Dynamic reprogramming of 5-hydroxymethylcytosine during early porcine embryogenesis.

摘要

DNA active demethylation is an important epigenetic phenomenon observed in porcine zygotes, yet its molecular origins are unknown. Our results show that 5-methylcytosine (5 mC) converts into 5-hydroxymethylcytosine (5 hmC) during the first cell cycle in porcine in vivo fertilization (IVV), IVF, and SCNT embryos, but not in parthenogenetically activated embryos.
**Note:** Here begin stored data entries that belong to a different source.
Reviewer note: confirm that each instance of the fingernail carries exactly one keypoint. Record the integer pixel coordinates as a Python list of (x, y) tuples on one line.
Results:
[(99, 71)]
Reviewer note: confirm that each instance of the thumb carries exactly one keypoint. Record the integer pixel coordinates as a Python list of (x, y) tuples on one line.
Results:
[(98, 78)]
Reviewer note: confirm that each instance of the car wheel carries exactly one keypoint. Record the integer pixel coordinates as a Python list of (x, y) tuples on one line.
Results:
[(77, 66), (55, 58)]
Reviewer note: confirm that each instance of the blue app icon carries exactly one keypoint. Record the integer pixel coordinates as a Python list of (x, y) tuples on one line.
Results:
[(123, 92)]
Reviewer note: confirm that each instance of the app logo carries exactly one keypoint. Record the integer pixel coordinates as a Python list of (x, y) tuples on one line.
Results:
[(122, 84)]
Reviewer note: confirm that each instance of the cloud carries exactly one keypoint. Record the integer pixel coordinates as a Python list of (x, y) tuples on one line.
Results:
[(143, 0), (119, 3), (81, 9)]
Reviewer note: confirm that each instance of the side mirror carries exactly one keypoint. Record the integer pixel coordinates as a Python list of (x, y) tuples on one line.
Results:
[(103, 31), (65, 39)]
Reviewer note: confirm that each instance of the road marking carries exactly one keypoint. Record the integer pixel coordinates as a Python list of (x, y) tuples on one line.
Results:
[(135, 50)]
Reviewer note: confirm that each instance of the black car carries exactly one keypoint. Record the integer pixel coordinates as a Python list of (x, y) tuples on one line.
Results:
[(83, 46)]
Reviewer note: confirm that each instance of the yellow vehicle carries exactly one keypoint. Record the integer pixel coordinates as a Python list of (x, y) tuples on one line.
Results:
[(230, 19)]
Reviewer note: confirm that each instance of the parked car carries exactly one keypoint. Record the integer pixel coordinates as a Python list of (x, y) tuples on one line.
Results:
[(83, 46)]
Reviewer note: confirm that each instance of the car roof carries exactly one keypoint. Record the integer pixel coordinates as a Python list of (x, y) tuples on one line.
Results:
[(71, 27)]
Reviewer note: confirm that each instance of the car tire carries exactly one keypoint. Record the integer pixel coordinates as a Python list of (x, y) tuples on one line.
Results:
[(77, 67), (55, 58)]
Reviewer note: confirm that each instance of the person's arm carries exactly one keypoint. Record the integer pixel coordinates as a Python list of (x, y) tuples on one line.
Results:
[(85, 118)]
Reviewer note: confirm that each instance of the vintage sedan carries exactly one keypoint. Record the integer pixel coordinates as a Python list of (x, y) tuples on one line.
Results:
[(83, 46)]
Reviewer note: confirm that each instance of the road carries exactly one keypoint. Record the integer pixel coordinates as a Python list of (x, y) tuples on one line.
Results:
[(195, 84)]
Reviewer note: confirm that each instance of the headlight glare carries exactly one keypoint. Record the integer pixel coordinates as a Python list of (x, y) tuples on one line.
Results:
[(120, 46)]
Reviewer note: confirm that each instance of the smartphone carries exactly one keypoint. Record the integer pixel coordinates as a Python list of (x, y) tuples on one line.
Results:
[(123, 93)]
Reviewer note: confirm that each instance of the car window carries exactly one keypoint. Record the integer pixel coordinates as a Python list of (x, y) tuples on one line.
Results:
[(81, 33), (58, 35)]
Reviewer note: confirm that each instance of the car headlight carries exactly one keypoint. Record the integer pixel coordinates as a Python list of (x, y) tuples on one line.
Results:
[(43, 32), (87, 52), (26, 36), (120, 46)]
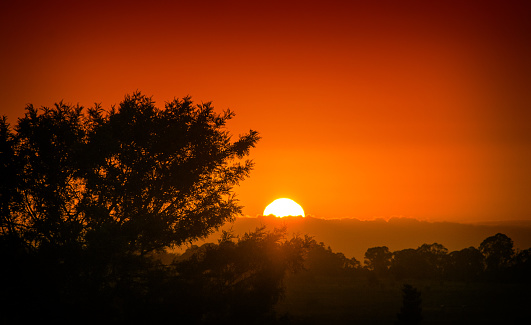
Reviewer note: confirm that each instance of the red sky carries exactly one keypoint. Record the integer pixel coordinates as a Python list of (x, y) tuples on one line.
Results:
[(393, 108)]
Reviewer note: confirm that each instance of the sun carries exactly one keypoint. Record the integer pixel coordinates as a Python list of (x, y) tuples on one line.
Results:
[(283, 208)]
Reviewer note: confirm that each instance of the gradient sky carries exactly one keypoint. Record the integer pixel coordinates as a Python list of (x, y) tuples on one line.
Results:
[(366, 108)]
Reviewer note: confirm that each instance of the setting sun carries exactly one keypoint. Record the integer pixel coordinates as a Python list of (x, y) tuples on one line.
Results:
[(283, 208)]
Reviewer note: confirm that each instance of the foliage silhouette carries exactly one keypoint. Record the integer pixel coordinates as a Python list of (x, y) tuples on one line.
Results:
[(411, 311), (498, 251), (378, 259), (87, 197)]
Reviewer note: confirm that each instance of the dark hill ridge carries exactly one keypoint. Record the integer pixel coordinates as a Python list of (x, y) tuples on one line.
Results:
[(352, 237)]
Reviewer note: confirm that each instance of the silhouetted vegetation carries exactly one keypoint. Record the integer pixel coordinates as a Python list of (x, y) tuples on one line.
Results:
[(91, 204), (411, 311)]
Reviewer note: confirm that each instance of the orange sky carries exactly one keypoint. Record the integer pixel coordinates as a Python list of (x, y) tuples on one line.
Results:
[(405, 108)]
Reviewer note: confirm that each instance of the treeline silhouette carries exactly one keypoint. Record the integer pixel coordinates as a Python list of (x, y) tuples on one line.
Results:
[(92, 204), (494, 260)]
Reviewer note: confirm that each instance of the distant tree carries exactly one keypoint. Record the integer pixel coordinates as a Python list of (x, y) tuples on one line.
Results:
[(406, 263), (465, 265), (378, 259), (87, 196), (411, 311), (323, 261), (521, 268), (498, 252), (238, 280), (433, 258)]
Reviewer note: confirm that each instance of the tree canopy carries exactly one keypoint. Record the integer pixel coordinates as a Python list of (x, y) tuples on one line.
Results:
[(146, 177)]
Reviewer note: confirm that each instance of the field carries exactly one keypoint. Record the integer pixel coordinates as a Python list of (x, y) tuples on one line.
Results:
[(355, 300)]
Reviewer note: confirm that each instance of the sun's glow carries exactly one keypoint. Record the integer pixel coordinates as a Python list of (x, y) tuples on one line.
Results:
[(283, 208)]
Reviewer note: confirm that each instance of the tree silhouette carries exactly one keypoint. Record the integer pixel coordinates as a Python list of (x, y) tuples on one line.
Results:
[(86, 197), (433, 258), (411, 311), (466, 264), (378, 259), (498, 251)]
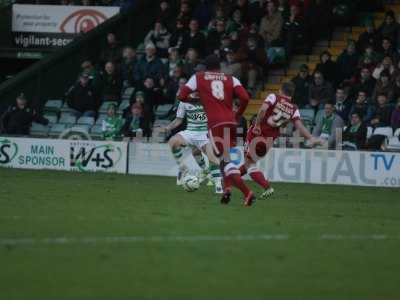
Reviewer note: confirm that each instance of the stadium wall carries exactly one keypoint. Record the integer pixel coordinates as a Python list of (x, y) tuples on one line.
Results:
[(376, 169)]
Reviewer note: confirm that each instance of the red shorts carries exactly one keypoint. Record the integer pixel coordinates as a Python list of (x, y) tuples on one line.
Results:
[(257, 146), (223, 138)]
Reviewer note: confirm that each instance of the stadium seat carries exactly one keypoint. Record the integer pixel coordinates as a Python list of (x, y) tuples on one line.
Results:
[(387, 131), (67, 119), (124, 104), (85, 121), (53, 106), (57, 129), (39, 130), (96, 132), (162, 111), (105, 105), (51, 117), (100, 119)]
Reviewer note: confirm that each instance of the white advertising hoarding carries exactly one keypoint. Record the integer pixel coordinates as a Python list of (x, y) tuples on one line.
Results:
[(376, 169), (69, 155)]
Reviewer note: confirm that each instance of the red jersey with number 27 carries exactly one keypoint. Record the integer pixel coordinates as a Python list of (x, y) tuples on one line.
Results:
[(281, 111), (216, 91)]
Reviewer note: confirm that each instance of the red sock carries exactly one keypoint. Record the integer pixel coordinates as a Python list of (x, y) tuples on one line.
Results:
[(243, 170), (239, 183), (259, 178)]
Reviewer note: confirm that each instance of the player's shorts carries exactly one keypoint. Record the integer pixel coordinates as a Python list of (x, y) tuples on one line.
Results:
[(197, 139), (223, 138), (257, 146)]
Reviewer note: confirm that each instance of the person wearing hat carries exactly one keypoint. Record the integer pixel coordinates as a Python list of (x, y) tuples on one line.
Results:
[(18, 117), (302, 82), (81, 97), (112, 125)]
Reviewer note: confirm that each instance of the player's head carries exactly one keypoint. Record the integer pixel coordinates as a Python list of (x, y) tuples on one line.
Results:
[(212, 62), (288, 89)]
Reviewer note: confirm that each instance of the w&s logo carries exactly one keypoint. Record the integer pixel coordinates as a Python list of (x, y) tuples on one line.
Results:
[(8, 151), (82, 20)]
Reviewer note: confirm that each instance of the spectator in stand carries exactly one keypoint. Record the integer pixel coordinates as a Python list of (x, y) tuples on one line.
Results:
[(383, 112), (364, 82), (389, 50), (389, 28), (112, 51), (370, 37), (81, 98), (128, 66), (293, 29), (302, 83), (342, 103), (159, 36), (327, 67), (383, 86), (271, 25), (174, 61), (347, 62), (362, 107), (320, 92), (179, 33), (194, 39), (230, 66), (134, 122), (18, 118), (111, 126), (355, 135), (327, 127), (386, 64), (111, 83), (150, 66), (395, 118), (215, 36), (254, 63), (192, 63)]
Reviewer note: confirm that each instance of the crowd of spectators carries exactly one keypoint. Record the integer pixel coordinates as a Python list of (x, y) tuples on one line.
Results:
[(360, 88)]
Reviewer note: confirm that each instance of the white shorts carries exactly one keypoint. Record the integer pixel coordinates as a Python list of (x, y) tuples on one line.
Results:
[(197, 139)]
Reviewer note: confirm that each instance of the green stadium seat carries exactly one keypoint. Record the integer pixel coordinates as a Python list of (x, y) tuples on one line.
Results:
[(105, 105), (39, 130), (86, 121), (57, 129)]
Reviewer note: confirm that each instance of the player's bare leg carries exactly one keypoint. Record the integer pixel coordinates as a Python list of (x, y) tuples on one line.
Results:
[(177, 143), (215, 170)]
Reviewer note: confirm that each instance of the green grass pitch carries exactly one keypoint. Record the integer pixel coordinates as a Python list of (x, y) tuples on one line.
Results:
[(106, 236)]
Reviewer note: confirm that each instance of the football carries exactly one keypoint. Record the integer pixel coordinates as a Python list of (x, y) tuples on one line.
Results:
[(190, 183)]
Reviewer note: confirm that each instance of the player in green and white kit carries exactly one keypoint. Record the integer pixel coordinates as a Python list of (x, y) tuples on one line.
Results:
[(196, 136)]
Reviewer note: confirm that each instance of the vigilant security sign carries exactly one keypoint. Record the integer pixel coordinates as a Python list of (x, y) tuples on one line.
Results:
[(42, 26), (66, 155)]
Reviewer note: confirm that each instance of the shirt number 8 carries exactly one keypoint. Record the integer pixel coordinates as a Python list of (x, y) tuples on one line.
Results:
[(217, 89)]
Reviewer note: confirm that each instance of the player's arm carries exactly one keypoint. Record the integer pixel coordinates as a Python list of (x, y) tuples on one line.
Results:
[(185, 91), (243, 96), (298, 124)]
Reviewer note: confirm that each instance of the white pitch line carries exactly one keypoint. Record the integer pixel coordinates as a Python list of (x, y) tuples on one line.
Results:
[(195, 238)]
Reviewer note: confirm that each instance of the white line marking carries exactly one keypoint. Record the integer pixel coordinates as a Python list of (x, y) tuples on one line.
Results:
[(195, 238)]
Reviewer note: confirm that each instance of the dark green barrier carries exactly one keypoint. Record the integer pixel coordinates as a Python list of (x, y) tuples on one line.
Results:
[(50, 77)]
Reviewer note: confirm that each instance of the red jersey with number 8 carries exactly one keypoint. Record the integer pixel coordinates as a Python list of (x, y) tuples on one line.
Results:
[(216, 91)]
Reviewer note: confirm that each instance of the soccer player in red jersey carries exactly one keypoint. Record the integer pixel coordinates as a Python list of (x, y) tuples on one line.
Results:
[(216, 91), (276, 112)]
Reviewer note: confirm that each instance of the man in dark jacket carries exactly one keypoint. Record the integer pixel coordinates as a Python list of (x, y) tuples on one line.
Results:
[(82, 98), (302, 84), (18, 118)]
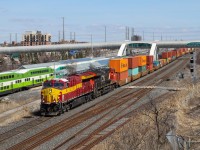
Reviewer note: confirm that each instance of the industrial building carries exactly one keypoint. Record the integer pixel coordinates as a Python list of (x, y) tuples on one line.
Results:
[(32, 38)]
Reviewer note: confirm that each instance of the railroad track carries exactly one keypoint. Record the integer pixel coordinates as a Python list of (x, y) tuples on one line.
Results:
[(100, 109)]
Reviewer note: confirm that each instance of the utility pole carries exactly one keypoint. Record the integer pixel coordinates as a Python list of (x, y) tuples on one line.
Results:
[(105, 33), (153, 36), (143, 35), (16, 38), (91, 45), (128, 33), (63, 29), (10, 38), (70, 36), (193, 66), (58, 36)]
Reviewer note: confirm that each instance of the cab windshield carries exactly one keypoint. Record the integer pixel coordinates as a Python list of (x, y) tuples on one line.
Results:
[(47, 84), (58, 85), (55, 84)]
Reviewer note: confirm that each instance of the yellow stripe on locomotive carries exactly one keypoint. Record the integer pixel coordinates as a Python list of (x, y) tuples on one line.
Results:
[(54, 95)]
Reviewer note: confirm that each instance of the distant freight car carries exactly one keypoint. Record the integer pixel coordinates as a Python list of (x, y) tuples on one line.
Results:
[(60, 95)]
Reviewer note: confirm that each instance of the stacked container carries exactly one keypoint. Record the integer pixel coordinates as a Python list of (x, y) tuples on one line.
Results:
[(156, 64), (163, 62), (119, 70), (167, 56), (142, 64), (150, 63), (174, 54), (133, 70)]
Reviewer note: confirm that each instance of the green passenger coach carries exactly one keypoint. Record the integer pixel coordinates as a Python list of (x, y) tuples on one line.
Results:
[(21, 79)]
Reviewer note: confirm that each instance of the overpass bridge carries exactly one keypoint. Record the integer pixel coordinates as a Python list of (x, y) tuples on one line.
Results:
[(123, 47)]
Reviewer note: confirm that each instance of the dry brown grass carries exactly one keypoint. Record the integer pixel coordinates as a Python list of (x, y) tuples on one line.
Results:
[(182, 112), (14, 117), (8, 105)]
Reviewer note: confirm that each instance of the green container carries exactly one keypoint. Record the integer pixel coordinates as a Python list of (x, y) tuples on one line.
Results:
[(142, 68)]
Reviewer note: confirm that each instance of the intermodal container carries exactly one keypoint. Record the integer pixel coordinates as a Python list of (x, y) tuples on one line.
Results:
[(170, 54), (142, 60), (142, 68), (149, 59), (174, 53), (133, 62), (132, 72), (166, 55), (169, 59), (119, 64), (150, 67), (156, 63), (122, 75)]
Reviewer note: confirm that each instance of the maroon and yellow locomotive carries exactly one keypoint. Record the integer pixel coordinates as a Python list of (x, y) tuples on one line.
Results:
[(59, 95)]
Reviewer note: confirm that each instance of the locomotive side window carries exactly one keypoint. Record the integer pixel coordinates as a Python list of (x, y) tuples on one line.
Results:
[(47, 84), (58, 85)]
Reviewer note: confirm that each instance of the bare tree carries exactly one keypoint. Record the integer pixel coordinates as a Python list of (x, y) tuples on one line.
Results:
[(161, 118)]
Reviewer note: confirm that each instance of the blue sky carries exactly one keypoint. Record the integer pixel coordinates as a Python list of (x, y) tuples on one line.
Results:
[(169, 19)]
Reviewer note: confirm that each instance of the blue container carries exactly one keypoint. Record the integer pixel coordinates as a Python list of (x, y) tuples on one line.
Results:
[(156, 63), (132, 72), (142, 68)]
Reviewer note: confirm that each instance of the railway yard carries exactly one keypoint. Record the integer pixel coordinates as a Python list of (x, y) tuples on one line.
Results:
[(87, 126)]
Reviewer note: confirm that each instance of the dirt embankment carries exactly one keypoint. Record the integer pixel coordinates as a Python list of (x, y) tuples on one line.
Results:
[(176, 118)]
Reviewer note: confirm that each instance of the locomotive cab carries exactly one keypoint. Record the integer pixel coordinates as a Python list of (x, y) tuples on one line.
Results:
[(51, 96)]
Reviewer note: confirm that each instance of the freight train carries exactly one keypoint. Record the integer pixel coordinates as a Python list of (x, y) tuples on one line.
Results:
[(61, 94), (28, 76)]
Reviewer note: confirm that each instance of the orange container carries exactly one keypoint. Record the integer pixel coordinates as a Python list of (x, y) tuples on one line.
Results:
[(133, 62), (150, 67), (174, 53), (122, 75), (142, 61), (119, 64), (149, 59), (166, 55)]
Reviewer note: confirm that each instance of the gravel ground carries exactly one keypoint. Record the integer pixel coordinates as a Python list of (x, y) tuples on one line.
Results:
[(22, 136)]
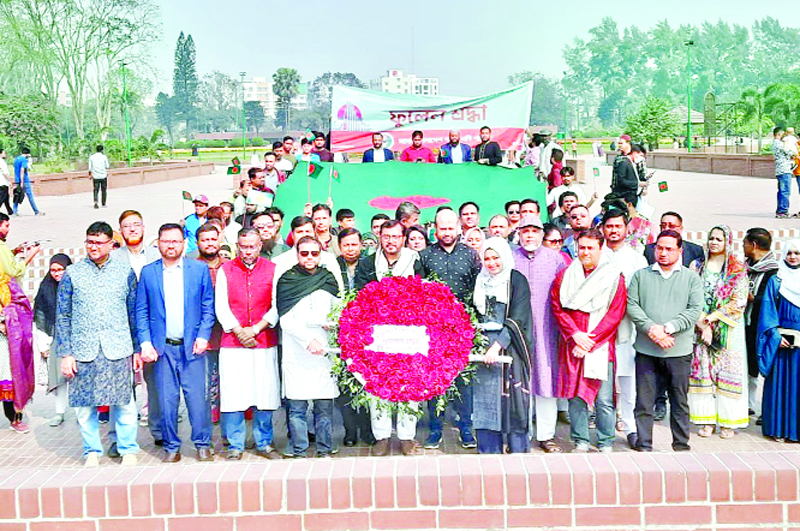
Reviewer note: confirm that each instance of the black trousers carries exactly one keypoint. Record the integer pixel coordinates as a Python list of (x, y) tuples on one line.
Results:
[(100, 185), (675, 372), (4, 199)]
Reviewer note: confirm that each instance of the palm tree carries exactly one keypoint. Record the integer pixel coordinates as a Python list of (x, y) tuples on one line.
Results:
[(285, 87)]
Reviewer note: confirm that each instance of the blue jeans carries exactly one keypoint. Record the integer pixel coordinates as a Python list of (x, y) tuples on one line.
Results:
[(26, 183), (323, 426), (173, 374), (127, 428), (234, 428), (784, 192), (606, 417), (463, 407)]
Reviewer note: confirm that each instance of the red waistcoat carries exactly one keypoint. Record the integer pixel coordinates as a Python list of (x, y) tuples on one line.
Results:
[(250, 297)]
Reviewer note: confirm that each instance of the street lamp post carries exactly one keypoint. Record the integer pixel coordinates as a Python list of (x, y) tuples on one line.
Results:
[(127, 115), (244, 121), (688, 45)]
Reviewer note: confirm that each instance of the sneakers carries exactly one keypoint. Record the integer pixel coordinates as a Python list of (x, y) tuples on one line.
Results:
[(19, 427), (467, 439), (92, 460), (433, 441)]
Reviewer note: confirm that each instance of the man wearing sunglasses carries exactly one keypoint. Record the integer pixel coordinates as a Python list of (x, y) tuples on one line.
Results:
[(541, 265)]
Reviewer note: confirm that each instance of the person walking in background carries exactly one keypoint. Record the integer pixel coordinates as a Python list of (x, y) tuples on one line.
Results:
[(98, 171)]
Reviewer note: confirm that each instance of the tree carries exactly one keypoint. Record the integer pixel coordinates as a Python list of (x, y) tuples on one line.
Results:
[(184, 79), (285, 81), (652, 121), (321, 90), (254, 114)]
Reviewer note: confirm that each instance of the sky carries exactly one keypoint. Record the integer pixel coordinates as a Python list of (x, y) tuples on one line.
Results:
[(471, 46)]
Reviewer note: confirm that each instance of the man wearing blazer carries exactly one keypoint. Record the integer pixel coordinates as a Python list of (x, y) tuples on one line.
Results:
[(377, 153), (174, 318)]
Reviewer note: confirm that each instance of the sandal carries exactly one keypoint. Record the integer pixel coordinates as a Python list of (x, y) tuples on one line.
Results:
[(550, 447), (706, 431)]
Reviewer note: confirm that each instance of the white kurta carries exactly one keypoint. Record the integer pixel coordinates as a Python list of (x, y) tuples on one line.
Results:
[(247, 376), (307, 376)]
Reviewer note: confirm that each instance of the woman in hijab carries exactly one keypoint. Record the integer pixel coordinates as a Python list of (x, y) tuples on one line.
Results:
[(17, 379), (778, 361), (501, 391), (44, 318), (718, 381)]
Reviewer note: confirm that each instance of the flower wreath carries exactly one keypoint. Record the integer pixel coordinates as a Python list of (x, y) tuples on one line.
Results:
[(395, 379)]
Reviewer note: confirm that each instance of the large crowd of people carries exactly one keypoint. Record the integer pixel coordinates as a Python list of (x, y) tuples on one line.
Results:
[(603, 319)]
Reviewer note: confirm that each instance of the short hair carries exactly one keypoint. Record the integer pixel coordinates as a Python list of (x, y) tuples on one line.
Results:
[(405, 210), (206, 227), (392, 223), (378, 217), (308, 239), (673, 214), (299, 221), (170, 226), (349, 231), (593, 234), (669, 233), (99, 228), (344, 213), (759, 237), (128, 213), (321, 206), (466, 204), (564, 196), (615, 213)]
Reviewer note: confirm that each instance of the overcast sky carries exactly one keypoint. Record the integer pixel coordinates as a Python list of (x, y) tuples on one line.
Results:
[(470, 46)]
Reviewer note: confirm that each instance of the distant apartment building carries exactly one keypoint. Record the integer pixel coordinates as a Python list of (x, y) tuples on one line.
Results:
[(260, 89), (397, 82)]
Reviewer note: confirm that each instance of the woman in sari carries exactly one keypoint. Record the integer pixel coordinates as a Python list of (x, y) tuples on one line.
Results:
[(778, 357), (717, 384), (501, 391), (44, 317), (17, 375)]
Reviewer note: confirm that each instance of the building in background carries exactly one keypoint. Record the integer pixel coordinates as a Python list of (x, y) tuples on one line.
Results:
[(397, 82)]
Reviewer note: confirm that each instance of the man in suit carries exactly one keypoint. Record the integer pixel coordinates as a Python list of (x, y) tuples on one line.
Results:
[(691, 251), (174, 318), (487, 152), (377, 153)]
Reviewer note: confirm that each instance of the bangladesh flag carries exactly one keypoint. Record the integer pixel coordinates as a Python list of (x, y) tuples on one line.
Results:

Expression of Ten-Eleven Translocation 1 (TET1) correlates with this conversion. Expression of 5 mC gradually decreases until the morula stage; it is only expressed in the inner cell mass, but not trophectoderm regions of IVV and IVF blastocysts. Expression of 5 mC in SCNT embryos is ectopically distinct from that observed in IVV and IVF embryos. In addition, 5 hmC expression was similar to that of 5 mC in IVV cleavage-stage embryos. Expression of 5 hmC remained constant in IVF and SCNT embryos, and was evenly distributed among the inner cell mass and trophectoderm regions derived from IVV, IVF, and SCNT blastocysts. Ten-Eleven Translocation 3 was highly expressed in two-cell embryos, whereas TET1 and TET2 were highly expressed in blastocysts. These data suggest that TET1-catalyzed 5 hmC may be involved in active DNA demethylation in porcine early embryos. In addition, 5 mC, but not 5 hmC, participates in the initial cell lineage specification in porcine IVV and IVF blastocysts. Last, SCNT embryos show aberrant 5 mC and 5 hmC expression during early porcine embryonic development.